1994-1995 ACM International Collegiate Programming Contest
Western European Regional

Problem B - Bits

It is not always easy to transfer data from one computer system to the other. You need proper standards for data encoding, and may also need to compress data to save bandwidth and thus reduce costs.

To assist the designer in making implementation choices related to the available bandwidth, a tool is required that computes the size of each message in bits. The tool has to read and interpret the format of each message to do so.

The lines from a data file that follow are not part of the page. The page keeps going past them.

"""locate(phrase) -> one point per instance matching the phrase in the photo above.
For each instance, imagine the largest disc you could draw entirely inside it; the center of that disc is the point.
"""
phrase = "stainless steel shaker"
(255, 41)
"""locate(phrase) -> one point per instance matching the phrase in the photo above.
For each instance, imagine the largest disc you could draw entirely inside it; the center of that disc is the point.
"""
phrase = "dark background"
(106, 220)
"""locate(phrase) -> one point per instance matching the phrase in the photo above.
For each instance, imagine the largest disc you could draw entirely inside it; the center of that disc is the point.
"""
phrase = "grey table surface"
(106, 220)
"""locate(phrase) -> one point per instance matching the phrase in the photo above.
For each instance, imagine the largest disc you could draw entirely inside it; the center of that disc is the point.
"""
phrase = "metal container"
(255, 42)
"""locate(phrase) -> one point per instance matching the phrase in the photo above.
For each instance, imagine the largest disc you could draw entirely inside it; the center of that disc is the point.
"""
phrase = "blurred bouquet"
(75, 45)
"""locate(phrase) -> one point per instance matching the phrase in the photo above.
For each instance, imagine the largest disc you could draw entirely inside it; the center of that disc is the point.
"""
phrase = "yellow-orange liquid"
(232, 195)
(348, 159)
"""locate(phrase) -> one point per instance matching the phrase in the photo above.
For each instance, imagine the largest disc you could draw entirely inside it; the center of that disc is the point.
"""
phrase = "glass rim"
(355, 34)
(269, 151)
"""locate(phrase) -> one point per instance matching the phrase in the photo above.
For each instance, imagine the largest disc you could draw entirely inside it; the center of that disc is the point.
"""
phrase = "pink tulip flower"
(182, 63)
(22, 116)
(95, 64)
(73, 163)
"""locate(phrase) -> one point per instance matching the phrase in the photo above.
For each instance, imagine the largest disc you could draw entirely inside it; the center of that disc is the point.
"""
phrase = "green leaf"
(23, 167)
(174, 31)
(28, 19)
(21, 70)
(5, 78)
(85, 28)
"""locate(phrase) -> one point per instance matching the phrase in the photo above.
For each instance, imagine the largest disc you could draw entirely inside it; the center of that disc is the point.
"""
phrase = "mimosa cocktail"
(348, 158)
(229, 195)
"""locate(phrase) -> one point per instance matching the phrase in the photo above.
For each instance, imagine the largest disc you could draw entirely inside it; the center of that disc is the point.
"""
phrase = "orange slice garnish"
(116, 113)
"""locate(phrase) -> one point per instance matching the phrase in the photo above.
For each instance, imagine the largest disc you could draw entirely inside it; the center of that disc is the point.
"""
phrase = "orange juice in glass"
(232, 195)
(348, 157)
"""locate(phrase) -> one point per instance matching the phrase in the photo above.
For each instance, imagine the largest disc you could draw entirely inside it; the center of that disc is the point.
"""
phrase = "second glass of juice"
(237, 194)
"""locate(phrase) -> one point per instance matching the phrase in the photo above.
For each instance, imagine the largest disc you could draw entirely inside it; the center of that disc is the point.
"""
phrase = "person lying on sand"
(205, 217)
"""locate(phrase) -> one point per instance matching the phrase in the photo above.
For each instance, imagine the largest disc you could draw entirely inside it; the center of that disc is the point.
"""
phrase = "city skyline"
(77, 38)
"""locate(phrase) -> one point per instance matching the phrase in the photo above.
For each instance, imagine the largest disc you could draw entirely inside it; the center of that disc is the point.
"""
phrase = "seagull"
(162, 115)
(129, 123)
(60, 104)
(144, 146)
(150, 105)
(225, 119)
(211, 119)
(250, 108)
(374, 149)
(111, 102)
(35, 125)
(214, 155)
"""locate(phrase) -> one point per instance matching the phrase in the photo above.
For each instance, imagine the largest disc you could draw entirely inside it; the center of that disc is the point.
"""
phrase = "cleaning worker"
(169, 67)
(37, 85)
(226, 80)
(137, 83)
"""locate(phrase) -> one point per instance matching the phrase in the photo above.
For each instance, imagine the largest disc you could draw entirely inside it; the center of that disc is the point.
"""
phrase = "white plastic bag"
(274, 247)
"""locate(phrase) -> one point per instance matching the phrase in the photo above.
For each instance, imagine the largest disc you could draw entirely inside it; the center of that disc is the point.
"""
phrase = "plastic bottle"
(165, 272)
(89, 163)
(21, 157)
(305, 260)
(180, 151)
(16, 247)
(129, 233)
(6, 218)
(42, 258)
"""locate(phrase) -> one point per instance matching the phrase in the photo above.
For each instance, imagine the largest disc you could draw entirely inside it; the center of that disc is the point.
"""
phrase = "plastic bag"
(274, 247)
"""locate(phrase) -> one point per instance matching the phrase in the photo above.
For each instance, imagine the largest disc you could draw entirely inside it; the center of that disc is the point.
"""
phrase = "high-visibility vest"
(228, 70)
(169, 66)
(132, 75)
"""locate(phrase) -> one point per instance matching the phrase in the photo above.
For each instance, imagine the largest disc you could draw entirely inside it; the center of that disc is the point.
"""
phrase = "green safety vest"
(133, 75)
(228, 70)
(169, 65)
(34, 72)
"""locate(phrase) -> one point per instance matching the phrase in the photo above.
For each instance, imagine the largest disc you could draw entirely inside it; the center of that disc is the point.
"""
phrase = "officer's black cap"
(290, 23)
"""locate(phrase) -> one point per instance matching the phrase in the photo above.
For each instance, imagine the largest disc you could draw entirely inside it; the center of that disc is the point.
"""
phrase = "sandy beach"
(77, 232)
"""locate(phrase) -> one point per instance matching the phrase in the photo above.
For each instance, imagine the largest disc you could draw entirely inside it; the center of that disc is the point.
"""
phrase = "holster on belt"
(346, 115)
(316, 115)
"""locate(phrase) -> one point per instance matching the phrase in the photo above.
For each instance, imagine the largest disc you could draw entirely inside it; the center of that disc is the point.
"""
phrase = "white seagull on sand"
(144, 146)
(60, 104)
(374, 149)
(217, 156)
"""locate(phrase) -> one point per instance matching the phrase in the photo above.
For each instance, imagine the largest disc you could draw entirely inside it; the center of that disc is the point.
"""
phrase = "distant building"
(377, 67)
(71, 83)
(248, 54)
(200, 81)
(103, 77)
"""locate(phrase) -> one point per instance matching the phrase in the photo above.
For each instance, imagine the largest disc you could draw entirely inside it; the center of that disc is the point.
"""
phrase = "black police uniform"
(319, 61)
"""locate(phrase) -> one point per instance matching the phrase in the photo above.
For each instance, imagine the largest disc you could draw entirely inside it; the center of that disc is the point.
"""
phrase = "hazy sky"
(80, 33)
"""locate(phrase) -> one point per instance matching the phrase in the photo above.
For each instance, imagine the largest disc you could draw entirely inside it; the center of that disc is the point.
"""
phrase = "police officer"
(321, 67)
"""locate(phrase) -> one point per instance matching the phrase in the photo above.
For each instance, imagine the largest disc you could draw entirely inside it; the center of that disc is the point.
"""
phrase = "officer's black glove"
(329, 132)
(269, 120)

A message can best be described by giving the underlying grammar, which uses the following terminals:

id        a sequence of letters of length L (1$\leq$L$\leq$256) 
integer   a number between -10 000 and 10 000 (inclusive) 
"word"    the literal string of characters word
A message is defined by the following grammar:
message  ::= data 
data     ::= id ":" type
type     ::= record | array | string | enum | range
record   ::= "{" data+ "}"
array    ::= "array" range "of" type
string   ::= "string" "(" integer ")"
enum     ::= "(" id-list ")"
id-list  ::= id | (id "," id-list)
range    ::= "[" integer ".." integer "]"
Note that the message grammar is specified according to the following notational conventions:
x y      sequence: x followed by y
x | y    choice: x or y
x+       repetition: one or more occurrences of x
( )      used for grouping
Any two tokens may be separated by an arbitrary amount of white space (blanks, tabs an newlines). White space does not occur within tokens. The (minimal) amount of bits needed to transmit a message can be computed using the following rules:
record  : sum of the sizes of the fields
array   : size of the component type, multiplied by the number of 
          elements in the range
string  : the length, multiplied by 7 bits
enum    : smallest number of bits in which all id's can be
          distinguished 
range   : smallest number of bits in which all range values can be
          distinguished

Input Specification

The input contains on the first line the number of test cases (N). Each test case will contain message according to the grammar above. Messages may be separated by an arbitrary amount of white space. You may assume that the input is syntactically correct. For each range 'L..H', it holds that L<=H. A string consists of a positive number of characters.

Output Specification

For each message, output the sentence: 'A "id" message requires S bits.', where id is the identifier of the message and S its size in bits.

Sample Input

3
year : [1970..2030]
team : {
        name : string(14)
        members : array [1..3] of {
                sex : ( male, female )
                name : string(20)
                age : [16..30]
        }
        position : [1..40]
}
jurynames : array [1..3] of string(20)

Output for the Sample Input

A "year" message requires 6 bits.
A "team" message requires 539 bits.
A "jurynames" message requires 420 bits.